This article introduces you to the Builder interface. Click one of the bullet headings to go to a step by step article on the selected topic.

Left Pane

  • UI”: – the graphic layout that is viewed by your end user. You configure the user interface using the Builder.
    The user interface includes, but is not limited to:
    • Backgrounds
    • Device controls such as:
      • Cursor commands
      • Scene controls
      • Lighting sliders
  • Macros – saved sequences of commands that can be initiated with a single button press.
    The following is an example of a macro that turns a system on to an Apple TV device. This macro is the first step in creating a universal remote:
  1. Power ON the display (TV, Projector)
  2. Select the source on the switcher. (A display or another device can be used as the switcher.)
  3. Power ON the audio device. (The sound can be directed through a display or another device.)
  4. Execute the Menu command on the Apple TV to wake up the unit.
  • Events – scheduled actions that are executed when certain conditions are met. The three types of events are:
    • State based – executed when a condition or set of conditions are met within the system.
      For example: When System State = ON, execute Light ON Command in Zone 1
    • Interval – executed after a defined amount of time.
      For example: If you have a device that requires a wake up, you can execute the wake up command every 30 minutes.
    • Absolute time – executed at a pre-determined time of day.
      For example: Every day at 11pm the system performs the system OFF macro. OR At sunrise the lights turn OFF and at sunset the lights turn ON.
  • Hardware: – methods in which your user interface communicates with the controlled hardware.
    Hardware includes, but are not limited to:
    • Brain hardware
    • Kramer Hardware
    • Telnet or HTTP connections

Center Pane

The center pane is your design pane where all editing is done. The user interface, macros, events and gateways are all configured within this pane.

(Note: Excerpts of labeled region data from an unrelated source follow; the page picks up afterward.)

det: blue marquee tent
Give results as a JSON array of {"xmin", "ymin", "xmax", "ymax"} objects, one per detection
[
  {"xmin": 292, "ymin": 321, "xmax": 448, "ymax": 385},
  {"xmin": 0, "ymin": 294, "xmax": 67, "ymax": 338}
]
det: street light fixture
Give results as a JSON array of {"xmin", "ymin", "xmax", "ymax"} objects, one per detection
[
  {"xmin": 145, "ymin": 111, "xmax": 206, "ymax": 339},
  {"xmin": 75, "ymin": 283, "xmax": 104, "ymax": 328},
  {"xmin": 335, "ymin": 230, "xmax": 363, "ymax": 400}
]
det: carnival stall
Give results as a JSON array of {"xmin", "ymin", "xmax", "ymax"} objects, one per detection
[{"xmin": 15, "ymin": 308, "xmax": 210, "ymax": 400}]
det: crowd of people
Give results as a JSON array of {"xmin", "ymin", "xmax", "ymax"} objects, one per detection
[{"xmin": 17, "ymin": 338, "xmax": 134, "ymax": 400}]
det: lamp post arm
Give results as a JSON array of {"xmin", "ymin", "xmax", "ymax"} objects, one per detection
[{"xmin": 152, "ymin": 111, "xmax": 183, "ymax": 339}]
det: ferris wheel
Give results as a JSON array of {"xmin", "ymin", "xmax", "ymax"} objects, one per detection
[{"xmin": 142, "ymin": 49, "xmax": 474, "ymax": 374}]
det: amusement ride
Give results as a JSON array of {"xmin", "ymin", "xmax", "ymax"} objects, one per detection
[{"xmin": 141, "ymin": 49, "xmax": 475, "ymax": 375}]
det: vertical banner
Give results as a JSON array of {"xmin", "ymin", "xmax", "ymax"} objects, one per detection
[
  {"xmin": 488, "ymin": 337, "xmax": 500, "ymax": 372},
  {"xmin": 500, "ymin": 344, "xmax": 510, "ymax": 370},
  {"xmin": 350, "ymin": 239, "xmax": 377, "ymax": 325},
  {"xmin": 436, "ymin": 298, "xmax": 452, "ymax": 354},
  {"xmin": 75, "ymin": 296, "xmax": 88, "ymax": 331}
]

The design tools used in the center pane include:

The center pane also includes the Properties Section where you can edit:

  • Font style
  • Font color
  • Background color
  • Images

Right Pane

The right pane includes the following tabs:

Top Icons in blue section (from left)

  • First icon
    • Hides the left pane enlarging the center pane
  • Second icon
    • Hides the properties section of the center pane
  • Third icon
    • Hides the right pane enlarging the center pane
  • Fourth icon
    • Publishes changes to the brain
  • Last icon
    • Saves changes to the cloud without publishing to the brain

Devices tab – where you search and import your device drivers. Each device driver contains:

  • Capabilities – executable commands. For example: Power On, Input 1, Power Off
  • States – used to track information on the device. For example: Power State = On, Off, Standby, Powering down
  • Device references – devices used within another space, but can still be used within the space currently being designed.
    For example: a video matrix switcher that is housed in space A, and also affects spaces B – D. Instead of importing the same device four times (once for each space) you can use the reference device in each space, eliminating the need to assign four devices to a single gateway. This is one piece of hardware connected to a single gateway and referenced in multiple spaces.

All devices include Capabilities and States that can be used within the user interface to build macros and events.
Device references can only be imported when you have multiple spaces within a Project.

Images tab – where you find the previously imported images to used for backgrounds and buttons. Each image can contain the following multiple states:

  • Default – appears on the initial display of the user interface. This image is static on the interface until affected by a button being pressed, or another event.
  • Pressed – appears while the button is being clicked. Typically the pressed image has some kind of hue surrounding the image to indicate a change in state.
  • Selected – appears after clicking and releasing the button. The selected state of an image indicates to the user that this was the last pressed button in the user interface.
  • Disabled – appears when the button is no longer active. For example, when a toggle command cannot be executed after system power on, the disabled button image is displayed.